Tem um programa da Prefeitura que promete acabar com a fila de espera por cirurgias. No papel, são 97 nomes que serão contemplados com a cirurgia de vesícula e Marianna está lá, mas continua à deriva. “Perguntei: ‘Existe previsão?’. Responderam: ‘Não, mas vamos te manter informada’. Nunca ligaram”. Por essas e outras, Marianna já carrega até um apelido entre os agentes do SUS de Mariana: “a Moça da Vesícula”, um título que mistura ironia e dor, símbolo da espera que se prolonga sem resposta.
A vida de Marianna virou uma bagunça: “Planejar a vida mesmo tá difícil. Até a rotina do meu marido fica comprometida. Estamos vivendo sempre sob estado de alerta”. Pelo SUS, a cirurgia segue sem horizonte. Pelo particular, custaria mais de dez mil reais, um valor inalcançável. O IPSEMG, plano de saúde dos servidores do Estado, também não oferece saída: “Está cobrando cerca de trezentos reais, com aquela regra de esperar seis meses para usar. Eu tinha a adesão, mas tirei, porque ficava pesado demais, já que desconta direto no salário.”
Nesse intervalo de promessas vazias e contas difíceis de pagar, a UPA 24h tornou-se parte de sua rotina. Marianna vai ao menos uma vez por semana; em semanas mais sofridas, chega a ir três vezes. Ali já recebeu uma pulseira laranja depois de desmaiar de dor. Ali já sentiu a morfina sendo aplicada nas veias. Por um instante um alívio breve. Mas, até que depois ela retome o seu lugar.
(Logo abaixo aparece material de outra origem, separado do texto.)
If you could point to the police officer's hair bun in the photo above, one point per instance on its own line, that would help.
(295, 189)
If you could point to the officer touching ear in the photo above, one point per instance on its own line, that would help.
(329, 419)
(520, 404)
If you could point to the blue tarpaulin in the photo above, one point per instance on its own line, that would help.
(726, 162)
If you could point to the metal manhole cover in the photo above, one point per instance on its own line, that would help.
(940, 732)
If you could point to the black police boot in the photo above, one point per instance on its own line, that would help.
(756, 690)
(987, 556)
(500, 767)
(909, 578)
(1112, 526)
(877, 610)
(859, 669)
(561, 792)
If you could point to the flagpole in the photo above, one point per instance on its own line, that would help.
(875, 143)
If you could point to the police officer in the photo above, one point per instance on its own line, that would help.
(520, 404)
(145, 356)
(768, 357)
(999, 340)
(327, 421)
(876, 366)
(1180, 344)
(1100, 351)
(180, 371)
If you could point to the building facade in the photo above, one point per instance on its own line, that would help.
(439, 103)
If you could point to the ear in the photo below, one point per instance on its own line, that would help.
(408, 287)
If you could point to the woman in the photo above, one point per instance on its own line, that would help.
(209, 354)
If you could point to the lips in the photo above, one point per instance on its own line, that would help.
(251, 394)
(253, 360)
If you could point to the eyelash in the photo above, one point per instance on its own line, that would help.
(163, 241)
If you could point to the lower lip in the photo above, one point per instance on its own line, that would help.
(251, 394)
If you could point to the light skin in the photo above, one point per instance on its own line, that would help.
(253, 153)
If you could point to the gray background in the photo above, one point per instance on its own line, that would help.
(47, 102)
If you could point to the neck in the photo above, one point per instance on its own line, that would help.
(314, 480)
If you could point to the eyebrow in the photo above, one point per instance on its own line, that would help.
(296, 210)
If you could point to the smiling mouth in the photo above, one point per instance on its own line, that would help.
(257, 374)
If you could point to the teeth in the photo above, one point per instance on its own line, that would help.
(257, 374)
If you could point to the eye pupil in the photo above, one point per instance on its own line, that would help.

As informações não são claras para o critério de seleção para a chamada da cirurgia. Podem ligar amanhã, semana que vem, mês que vem. Enquanto isso, Marianna espera. Sua vesícula espera. Mas, a dor não espera. A ansiedade cresce, afetando não somente o seu físico, mas o seu emocional, a rotina de casa, de trabalho e de estudos.
Alimentos do seu cotidiano, como pão de queijo, churrasco e pizza de calabresa, se tornaram um sonho distante. Dormir sem dor, um luxo. Uma rotina exaustiva, que desgasta, que agoniza. A dor está sempre ali, e os remédios já não resolvem mais. Basta apenas uma cirurgia, que pode ser realizada dentro de 40 minutos.
Apesar de tudo, Marianna, mesmo com as atuais circunstâncias, é movida pela esperança e por sua consciência política. “O SUS é muito importante, mas a gente precisa melhorar as nossas escolhas políticas. O povo precisa de cuidado”. Pergunto a ela o que gostaria de fazer quando a cirurgia finalmente for realizada: “Ficar 100% e poder comer uma coxinha.”
Antes de nos despedirmos, ela clama: “Marca minha cirurgia, pelo amor de Deus, Juliano, marca minha cirurgia. Para ontem!”
Não comentei no início como conheci Marianna, mas a encontrei por um comentário que ela fez na publicação do prefeito sobre o Programa “Fila Zero”. Ela escreveu: “Essa notícia foi só motivo de comemoração aqui em casa”. E lá se vai quase um mês sem novidades, mas torço por ela e espero que a comemoração “de verdade” aconteça em breve.